Semiconductor Leaders Respond at Common Platform Technology Q&A

By Engagez Admin On Mar 08, 2013
Site: All of Engagez

Will Extreme Ultraviolet (EUV) lithography ever come to pass? When will nanotube technology hit the market? Will the cost of chips continue to go down? These were just a few of the questions covered during the press lunch at the 2013 Common Platform Technology Forum. The panelists included (seated, left to right): Michael Cadigan, General Manager of IBM’s Microelectronics Division; Gary Patton, VP, IBM’s Semiconductor R&D Center; KH Kim, Executive VP for Samsung Electronics’ Foundry Business; and Mike Noonen, Executive VP of Global Sales and Marketing for GLOBALFOUNDRIES. What follow are excerpts of that discussion.

Question: When will nanotube technology hit the market?

Patton: FinFET structures will last a decade, maybe longer. Moving beyond silicon to III-V materials will also help to extend existing designs. (Editor’s note: The III-V compound semiconductors come from combining group III elements (essentially Al, Ga, and In) with group V elements (essentially N, P , As, and Sb) of the periodic table. This results in 12 possible combinations. The most important ones are probably GaAs, InP, GaP, and GaN.)

Question: Will EUV ever come to pass?

Patton: EUV requires real physics changes. At the recent SEMI Industry Strategy Symposium (ISS), someone said that EUV is hard work. No, it is hard physics. The industry is trying to extend immersion and double patterning, but  no one wants to move to quadruple patterning.

Question: What does “hard physics” mean? The scientific effort is 20% while the engineering portion is 80%?

Patton: I’ve never attached a percentage to it. Perhaps it would be 60% science and 40% engineering effort.

Cadigan: We had envisioned the entry point for EUV at the 10-nm-node geometry. Now, that point is 7 nm. If anyone has seen ASML’s EUV tool, they know it’s really tough.

Question: If you don’t have EUV at 7 nm, will you need triple or quad patterning?

Cadigan: Yes, we always have an alternative. For example, fully depleted (FD) silicon-on-insulator (FD-SOI) was ready at about the same time as FinFET technology. If FinFET had been late, FD-SOI was the backup plan.

Question: Costs continue to rise for chip design and manufacturing.
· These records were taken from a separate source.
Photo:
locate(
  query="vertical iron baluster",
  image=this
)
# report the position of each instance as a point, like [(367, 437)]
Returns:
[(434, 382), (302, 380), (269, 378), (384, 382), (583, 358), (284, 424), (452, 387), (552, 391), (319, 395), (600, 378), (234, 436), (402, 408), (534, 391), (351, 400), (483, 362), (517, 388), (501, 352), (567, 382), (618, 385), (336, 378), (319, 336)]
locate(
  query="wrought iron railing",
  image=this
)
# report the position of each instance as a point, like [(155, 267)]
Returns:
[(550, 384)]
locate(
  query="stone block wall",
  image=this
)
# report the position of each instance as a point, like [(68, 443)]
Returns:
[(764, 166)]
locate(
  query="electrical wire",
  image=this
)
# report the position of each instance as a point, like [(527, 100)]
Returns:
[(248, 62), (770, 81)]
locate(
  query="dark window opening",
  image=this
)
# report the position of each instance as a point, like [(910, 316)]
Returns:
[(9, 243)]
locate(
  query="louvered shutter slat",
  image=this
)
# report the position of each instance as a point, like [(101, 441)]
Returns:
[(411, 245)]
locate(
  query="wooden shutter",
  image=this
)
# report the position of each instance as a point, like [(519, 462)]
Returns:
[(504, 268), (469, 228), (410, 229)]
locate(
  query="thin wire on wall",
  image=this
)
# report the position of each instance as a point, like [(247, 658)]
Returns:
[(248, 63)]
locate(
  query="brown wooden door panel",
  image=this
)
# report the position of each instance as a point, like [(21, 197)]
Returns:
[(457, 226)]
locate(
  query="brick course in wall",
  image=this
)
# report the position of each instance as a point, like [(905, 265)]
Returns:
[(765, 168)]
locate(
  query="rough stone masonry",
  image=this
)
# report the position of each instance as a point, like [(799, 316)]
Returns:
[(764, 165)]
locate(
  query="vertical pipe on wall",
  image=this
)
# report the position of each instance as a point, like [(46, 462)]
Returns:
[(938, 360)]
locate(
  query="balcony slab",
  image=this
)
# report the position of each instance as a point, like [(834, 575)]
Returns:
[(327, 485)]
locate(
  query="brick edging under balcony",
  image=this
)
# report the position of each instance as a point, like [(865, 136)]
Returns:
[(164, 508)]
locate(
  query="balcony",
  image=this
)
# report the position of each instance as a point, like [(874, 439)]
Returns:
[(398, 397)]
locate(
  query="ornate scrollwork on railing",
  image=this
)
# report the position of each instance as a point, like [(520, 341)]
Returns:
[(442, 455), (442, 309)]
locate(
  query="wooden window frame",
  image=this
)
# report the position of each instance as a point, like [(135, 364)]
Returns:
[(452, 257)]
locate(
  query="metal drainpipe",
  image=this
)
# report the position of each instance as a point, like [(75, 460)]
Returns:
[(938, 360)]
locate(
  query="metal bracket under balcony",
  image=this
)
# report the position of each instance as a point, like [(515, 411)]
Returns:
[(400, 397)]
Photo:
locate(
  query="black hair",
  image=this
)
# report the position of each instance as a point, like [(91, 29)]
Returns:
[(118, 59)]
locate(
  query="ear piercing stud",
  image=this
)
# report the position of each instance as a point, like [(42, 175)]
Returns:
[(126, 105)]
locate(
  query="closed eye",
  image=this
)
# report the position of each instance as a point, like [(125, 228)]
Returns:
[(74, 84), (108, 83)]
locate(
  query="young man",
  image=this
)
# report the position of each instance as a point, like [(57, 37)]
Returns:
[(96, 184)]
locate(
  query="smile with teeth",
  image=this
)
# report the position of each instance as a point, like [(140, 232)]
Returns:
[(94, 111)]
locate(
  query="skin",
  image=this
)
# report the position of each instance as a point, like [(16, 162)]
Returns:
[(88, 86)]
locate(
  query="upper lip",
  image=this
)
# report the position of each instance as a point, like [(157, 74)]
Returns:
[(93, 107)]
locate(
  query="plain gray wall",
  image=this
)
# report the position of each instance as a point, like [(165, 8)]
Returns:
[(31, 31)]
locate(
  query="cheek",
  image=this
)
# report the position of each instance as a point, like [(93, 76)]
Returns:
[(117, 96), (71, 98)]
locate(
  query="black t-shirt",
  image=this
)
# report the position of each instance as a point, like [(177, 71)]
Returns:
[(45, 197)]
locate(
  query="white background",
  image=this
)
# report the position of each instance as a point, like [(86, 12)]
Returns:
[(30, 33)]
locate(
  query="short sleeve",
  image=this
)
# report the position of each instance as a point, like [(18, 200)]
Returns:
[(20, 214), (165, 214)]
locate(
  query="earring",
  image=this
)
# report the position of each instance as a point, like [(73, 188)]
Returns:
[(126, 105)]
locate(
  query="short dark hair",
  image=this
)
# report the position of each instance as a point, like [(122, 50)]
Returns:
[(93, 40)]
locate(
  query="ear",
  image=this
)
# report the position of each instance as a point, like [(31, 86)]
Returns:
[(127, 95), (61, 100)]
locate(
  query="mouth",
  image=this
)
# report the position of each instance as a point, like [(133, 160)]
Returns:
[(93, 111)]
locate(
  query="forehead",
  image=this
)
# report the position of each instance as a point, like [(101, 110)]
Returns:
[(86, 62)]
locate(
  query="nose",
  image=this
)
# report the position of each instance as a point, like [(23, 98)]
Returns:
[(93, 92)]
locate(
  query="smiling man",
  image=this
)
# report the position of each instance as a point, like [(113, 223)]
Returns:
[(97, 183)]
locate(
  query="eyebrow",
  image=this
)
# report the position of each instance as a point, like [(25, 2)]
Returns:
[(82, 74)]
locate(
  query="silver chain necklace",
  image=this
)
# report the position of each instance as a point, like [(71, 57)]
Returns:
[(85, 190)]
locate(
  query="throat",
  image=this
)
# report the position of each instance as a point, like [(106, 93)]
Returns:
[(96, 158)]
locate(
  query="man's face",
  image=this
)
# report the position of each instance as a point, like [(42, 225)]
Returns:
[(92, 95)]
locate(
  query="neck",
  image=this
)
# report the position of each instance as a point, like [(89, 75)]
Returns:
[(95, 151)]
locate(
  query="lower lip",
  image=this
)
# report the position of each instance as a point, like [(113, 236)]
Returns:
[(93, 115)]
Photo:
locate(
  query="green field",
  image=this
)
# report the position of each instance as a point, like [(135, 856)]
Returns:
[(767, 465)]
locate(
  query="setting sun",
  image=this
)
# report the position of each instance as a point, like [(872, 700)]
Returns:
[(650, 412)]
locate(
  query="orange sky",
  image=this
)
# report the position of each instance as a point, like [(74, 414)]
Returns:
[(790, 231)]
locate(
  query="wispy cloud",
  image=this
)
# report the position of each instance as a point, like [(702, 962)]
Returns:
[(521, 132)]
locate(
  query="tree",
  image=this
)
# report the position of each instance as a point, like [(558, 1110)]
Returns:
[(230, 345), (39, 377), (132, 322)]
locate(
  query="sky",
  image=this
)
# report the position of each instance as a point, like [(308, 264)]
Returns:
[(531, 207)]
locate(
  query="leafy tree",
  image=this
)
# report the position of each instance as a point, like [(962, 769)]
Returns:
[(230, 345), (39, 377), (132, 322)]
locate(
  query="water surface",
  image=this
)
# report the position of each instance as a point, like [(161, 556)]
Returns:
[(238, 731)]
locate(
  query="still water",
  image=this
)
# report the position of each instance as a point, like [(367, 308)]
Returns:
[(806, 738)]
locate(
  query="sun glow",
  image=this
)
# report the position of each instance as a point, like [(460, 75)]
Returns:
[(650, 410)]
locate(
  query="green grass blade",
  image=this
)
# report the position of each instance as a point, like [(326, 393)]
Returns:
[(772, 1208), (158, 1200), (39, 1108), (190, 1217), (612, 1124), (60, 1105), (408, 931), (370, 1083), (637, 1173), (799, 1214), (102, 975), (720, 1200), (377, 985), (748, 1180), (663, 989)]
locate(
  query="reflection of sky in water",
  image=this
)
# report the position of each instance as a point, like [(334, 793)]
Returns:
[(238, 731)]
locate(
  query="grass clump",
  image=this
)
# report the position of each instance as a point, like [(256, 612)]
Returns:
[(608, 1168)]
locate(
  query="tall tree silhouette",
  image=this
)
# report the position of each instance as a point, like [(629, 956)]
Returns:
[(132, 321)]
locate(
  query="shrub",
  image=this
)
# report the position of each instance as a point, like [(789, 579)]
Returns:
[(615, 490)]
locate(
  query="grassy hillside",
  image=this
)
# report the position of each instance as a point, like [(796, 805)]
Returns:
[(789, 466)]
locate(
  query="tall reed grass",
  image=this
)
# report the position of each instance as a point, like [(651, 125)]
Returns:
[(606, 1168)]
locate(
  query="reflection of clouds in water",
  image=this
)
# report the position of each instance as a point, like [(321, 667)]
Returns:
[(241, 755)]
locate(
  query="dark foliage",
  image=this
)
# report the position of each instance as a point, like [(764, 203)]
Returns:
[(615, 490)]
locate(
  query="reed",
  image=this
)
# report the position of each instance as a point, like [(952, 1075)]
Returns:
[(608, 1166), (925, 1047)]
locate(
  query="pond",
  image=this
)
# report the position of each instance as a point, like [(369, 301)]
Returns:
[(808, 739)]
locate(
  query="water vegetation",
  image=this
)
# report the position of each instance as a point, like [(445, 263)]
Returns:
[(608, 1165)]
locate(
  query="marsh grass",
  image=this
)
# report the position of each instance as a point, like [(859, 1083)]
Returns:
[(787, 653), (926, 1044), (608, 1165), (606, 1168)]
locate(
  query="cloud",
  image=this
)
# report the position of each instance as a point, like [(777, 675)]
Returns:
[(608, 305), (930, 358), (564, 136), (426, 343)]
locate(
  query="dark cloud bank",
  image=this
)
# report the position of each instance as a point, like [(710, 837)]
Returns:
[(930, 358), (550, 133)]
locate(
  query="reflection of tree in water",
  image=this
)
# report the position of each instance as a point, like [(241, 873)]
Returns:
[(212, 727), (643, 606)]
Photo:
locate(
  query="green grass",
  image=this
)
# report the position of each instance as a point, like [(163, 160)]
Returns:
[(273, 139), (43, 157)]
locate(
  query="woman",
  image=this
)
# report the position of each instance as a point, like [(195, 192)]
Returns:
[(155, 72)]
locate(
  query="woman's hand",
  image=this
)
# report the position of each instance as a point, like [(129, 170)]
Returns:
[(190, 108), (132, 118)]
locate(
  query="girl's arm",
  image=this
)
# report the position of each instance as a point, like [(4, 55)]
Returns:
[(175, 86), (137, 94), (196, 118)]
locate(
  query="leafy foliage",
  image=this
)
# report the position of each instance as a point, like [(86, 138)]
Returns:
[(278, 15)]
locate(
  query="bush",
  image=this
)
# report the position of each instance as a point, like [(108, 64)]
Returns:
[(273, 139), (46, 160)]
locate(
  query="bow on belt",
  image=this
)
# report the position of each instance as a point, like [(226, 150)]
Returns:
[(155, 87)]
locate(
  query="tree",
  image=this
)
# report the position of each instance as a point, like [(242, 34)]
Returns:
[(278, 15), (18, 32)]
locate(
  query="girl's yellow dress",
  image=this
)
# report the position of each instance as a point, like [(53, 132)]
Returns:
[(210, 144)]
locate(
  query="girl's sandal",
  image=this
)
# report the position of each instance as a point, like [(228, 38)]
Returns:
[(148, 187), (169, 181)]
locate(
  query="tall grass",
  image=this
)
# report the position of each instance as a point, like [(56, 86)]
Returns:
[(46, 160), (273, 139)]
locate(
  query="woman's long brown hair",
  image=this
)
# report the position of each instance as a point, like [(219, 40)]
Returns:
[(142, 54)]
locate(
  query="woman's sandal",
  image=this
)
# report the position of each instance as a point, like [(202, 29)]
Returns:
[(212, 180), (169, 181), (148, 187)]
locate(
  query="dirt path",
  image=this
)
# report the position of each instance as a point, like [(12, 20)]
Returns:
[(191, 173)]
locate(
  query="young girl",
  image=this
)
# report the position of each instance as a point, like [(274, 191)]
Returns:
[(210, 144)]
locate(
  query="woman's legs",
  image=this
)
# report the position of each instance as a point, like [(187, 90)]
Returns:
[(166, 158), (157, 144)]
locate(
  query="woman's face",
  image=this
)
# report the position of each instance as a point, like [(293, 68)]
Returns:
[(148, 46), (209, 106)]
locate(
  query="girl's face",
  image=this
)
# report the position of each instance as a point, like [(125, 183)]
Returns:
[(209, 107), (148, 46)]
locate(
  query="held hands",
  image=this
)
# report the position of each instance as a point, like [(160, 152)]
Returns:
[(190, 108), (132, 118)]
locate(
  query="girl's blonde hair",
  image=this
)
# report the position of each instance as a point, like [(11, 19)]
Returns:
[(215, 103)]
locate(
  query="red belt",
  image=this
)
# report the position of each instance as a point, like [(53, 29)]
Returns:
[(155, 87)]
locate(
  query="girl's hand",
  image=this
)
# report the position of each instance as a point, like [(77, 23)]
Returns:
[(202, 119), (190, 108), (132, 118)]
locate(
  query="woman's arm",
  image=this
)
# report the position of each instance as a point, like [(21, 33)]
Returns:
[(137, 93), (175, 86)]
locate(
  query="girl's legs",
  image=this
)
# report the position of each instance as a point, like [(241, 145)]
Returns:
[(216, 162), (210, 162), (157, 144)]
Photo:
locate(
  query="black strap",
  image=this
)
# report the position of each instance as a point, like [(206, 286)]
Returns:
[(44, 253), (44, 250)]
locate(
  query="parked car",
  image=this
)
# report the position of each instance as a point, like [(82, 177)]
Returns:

Will Moore’s Law end soon?

Noonen: Cost is where the rubber meets the road. Fabs must make money, but need to offer designers the right mix of power, performance, and cost (i.e., they must right-size to the right solutions). This goes beyond one metric, beyond a geometry.

Question: Lowering the cost of chips is a maturation of process. Is that maturation taking more time?

Noonen: We are working on 28-nm to 14-nm geometries all at once, accelerating the process to bring forth multiple nodes. This is breaking the typical two-year duty cycle between nodes from previous years.

Cadigan: I use the phrase time-to-market (TTM) instead of maturation. Our partners want earlier involvement to bring their technology to market at a faster pace. The model is shifting in 2013 – we all must work faster. For us (IBM), that shift means moving more quickly from the Albany facility to Fishkill to our customers to shorten the time for development – and hence TTM.

Science is nice, but cost is critical. We need to drive the cost out of the technology. For example, we are leveraging what we learn in Fishkill – which is not high-volume –  along with Globalfoundries and Samsung to leverage the total cost point.

Question: Will 450-mm wafers be available in the latter part of this decade?

Cadigan:  The Global G450 Consortium now has a consensus that 450 mm is happening. But I don’t know the timing of 450 mm. Volume production will probably come at the end of the decade. The challenge is that the timing of 450-mm wafers will depend upon lithography technology – back to the EUV question. But EUV will come to market for both 300 mm and 450 mm (see “CNSE Readying NFX Fab for G450C, EUV Efforts”).

Question: Will the tools at 10 nm reduce the need for triple and quadruple patterning?

Patton: We’ve extended immersion for a long time. Programmable light-source work is ongoing with ASML. Directed self-assembly (DSA) could be used to avoid quadruple (4) patterning.

Question: Broadcom’s CEO is quoted as saying that the benefits for cost on scaling will not continue. Cost benefits of scaling have gone away. Do you agree?

Patton: Comparisons between 20-nm to 14-nm nodes are not good, since those are not full nodes. You need to compare cost scaling between full nodes. In the past, 50% scaling provided 20% cost savings. Those ratios will change.

Question: The original idea of the Common Platform Alliance was to share fabs. Is that still possible?

Cadigan:  That was the original idea – release a design into two different fabs using the same kits (PDKs). As we evolved, we realized that only a few companies would do that. Samsung will tune its process slightly off of our common platform base. Or Globalfoundries will have one or two large clients who want a tuning. Our goal is still common-based foundational content. Now, it’s okay to personalize it.  That’s why we are doing more in Albany instead of Fishkill.